While Boracay’s White Beach was great to stay at and swim, El Nido on Palawan island had us take island hopping tours to enjoy some great snorkelling. Unfortunately, in one of the lagoons the attack of a biting fish (certainly as big as a shark) made us drown our camera, which we later replaced in Singapore.
We found the people on the Philippines very friendly and welcoming, and except for a truly tropical storm beginning of October, the weather was just fine. The snorkelling and the beautiful islands made us hungry for more, and we decided to move on to Indonesia and spend a great deal of time on the Maluku Islands. But first we had to put in a stopover in Singapore to get a 60-day visa.

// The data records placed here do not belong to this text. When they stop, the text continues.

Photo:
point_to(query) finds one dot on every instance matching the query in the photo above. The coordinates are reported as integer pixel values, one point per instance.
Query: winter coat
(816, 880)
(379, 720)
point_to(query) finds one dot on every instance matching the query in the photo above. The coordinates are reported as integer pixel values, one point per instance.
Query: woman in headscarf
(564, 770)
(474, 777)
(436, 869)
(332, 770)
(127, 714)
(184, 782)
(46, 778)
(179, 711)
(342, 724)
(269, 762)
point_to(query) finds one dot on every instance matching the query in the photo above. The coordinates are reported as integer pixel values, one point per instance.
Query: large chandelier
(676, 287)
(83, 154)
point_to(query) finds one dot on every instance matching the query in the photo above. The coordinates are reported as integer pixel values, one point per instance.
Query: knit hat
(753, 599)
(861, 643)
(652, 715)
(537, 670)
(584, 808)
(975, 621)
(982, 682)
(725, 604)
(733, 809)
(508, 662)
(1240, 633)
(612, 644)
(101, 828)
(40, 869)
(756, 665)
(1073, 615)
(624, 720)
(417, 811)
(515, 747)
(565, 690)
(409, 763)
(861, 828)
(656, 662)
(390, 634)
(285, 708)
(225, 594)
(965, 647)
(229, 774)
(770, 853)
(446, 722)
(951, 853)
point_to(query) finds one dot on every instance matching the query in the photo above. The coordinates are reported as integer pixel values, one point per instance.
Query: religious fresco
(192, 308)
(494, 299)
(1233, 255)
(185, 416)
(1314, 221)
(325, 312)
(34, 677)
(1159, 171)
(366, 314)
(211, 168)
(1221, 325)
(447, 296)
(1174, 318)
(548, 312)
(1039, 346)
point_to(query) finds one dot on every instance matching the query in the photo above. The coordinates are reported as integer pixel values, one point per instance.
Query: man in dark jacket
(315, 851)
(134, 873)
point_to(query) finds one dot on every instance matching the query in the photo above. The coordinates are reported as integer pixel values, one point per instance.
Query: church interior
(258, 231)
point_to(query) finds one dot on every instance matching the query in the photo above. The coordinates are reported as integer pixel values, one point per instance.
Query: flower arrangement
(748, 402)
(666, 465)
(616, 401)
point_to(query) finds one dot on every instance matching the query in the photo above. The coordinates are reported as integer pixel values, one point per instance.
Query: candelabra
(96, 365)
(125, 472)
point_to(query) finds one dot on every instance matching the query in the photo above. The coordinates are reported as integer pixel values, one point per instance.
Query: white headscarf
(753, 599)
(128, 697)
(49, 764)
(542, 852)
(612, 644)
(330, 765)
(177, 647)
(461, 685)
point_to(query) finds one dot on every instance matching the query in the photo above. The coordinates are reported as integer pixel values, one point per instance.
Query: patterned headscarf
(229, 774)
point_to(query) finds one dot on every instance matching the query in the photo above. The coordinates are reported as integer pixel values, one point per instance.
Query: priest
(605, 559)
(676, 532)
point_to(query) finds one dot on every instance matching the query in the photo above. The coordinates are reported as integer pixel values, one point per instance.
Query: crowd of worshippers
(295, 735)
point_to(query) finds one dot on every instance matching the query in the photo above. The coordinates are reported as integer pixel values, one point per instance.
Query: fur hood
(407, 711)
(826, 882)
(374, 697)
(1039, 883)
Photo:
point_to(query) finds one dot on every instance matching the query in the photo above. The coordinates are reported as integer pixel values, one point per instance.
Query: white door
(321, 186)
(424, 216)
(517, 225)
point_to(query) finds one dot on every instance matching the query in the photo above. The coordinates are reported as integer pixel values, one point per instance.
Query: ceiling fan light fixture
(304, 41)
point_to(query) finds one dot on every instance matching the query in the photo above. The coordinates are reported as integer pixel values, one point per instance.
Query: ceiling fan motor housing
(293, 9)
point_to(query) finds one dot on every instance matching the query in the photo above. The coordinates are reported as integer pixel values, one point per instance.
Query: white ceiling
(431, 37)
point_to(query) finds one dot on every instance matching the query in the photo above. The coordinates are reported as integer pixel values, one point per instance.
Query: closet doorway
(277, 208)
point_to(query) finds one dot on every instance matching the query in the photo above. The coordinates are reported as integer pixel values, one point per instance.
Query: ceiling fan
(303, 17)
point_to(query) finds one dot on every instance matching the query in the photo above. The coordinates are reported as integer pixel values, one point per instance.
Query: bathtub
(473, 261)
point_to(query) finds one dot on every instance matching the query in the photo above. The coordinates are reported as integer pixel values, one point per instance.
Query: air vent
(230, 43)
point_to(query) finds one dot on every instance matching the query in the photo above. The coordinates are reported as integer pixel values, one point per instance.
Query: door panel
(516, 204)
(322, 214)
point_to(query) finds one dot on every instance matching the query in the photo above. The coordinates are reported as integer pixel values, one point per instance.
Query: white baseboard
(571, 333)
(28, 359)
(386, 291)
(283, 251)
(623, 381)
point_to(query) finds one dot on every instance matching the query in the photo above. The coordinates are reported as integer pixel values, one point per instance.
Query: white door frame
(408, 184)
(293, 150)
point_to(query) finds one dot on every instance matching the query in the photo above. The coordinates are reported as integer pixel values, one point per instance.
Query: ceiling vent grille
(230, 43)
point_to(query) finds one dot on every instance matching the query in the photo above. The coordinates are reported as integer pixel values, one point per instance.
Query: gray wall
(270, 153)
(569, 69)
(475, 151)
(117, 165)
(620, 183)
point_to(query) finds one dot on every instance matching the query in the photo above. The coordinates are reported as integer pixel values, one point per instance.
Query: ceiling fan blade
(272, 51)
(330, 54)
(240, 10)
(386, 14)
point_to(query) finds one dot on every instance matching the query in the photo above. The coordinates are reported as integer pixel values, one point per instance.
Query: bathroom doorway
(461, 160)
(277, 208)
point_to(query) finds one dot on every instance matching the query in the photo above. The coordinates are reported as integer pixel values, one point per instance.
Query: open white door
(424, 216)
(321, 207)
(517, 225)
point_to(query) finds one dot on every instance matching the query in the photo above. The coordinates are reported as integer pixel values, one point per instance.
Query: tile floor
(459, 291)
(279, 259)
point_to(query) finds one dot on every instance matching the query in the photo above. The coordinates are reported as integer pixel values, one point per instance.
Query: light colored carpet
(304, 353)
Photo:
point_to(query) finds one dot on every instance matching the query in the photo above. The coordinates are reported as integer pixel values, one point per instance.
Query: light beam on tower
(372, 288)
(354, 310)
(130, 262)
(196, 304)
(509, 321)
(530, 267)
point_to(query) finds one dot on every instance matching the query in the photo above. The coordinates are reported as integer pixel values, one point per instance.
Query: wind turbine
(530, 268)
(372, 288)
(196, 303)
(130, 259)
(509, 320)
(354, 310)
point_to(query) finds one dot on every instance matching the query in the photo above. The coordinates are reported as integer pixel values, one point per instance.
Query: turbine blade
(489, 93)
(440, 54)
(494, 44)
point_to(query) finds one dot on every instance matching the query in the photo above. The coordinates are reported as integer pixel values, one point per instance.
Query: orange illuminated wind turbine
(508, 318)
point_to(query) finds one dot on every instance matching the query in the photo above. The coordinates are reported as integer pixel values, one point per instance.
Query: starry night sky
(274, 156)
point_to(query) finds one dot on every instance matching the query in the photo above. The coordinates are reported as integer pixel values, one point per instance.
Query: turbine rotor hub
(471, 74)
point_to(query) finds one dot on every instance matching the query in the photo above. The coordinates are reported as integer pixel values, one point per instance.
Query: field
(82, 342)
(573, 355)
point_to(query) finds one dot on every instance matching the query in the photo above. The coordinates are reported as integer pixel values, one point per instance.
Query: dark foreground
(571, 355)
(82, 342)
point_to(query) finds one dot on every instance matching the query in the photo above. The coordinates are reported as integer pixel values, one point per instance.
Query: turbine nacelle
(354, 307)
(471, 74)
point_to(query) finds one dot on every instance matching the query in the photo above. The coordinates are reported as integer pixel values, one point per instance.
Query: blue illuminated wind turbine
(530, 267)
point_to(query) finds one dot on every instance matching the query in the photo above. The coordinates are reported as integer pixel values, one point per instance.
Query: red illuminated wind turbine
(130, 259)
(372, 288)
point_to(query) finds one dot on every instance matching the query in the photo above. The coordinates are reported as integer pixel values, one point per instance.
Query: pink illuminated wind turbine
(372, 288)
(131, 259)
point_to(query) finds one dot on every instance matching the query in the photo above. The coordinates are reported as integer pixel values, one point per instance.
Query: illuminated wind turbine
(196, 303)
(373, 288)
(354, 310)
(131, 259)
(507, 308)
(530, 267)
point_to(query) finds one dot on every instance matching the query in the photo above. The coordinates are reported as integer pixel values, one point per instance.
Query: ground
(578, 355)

My penultimate stop in China was Qingdao, a nice and enjoyable seaside city. Major seaport in China, Qingdao hosted the Olympic Sailing competitions in 2008 and was in the hands of Germans for decades, so it still retains many buildings with a German architectural style. I strolled along the new seafront promenade and felt strange to find myself in a “Marktstrasse” with German shops and inscriptions. Qingdao is also the home of China’s second largest Tsingtao-brewery. The Germans did a good job here! As a result, beer is available everywhere and even sold in Qingdao-style: from kegs, in plastic bags, to be drunk through straws! With newly met friends, we jumped on the springy platform of a dance floor and continued our road together to Shanghai.
The largest city by population in China was even more crowded during the Chinese National Holiday. Possibly the biggest crowds we have ever seen couldn’t stop us from taking a walk alongside The Bund, at the banks of the Huangpu River. We fought our way to see the Pudong skyline, Shanghai’s financial and commercial hub. It was even more impressive by night, all lit up. My eyes were quite satisfied having seen the panoramic view from the Oriental Pearl Tower – it makes you feel so tiny and unimportant! – and the beautiful “Above the Earth” photography exhibition. But then it was time to make my stomach happy – with excellent crab-meat-filled juicy dumplings!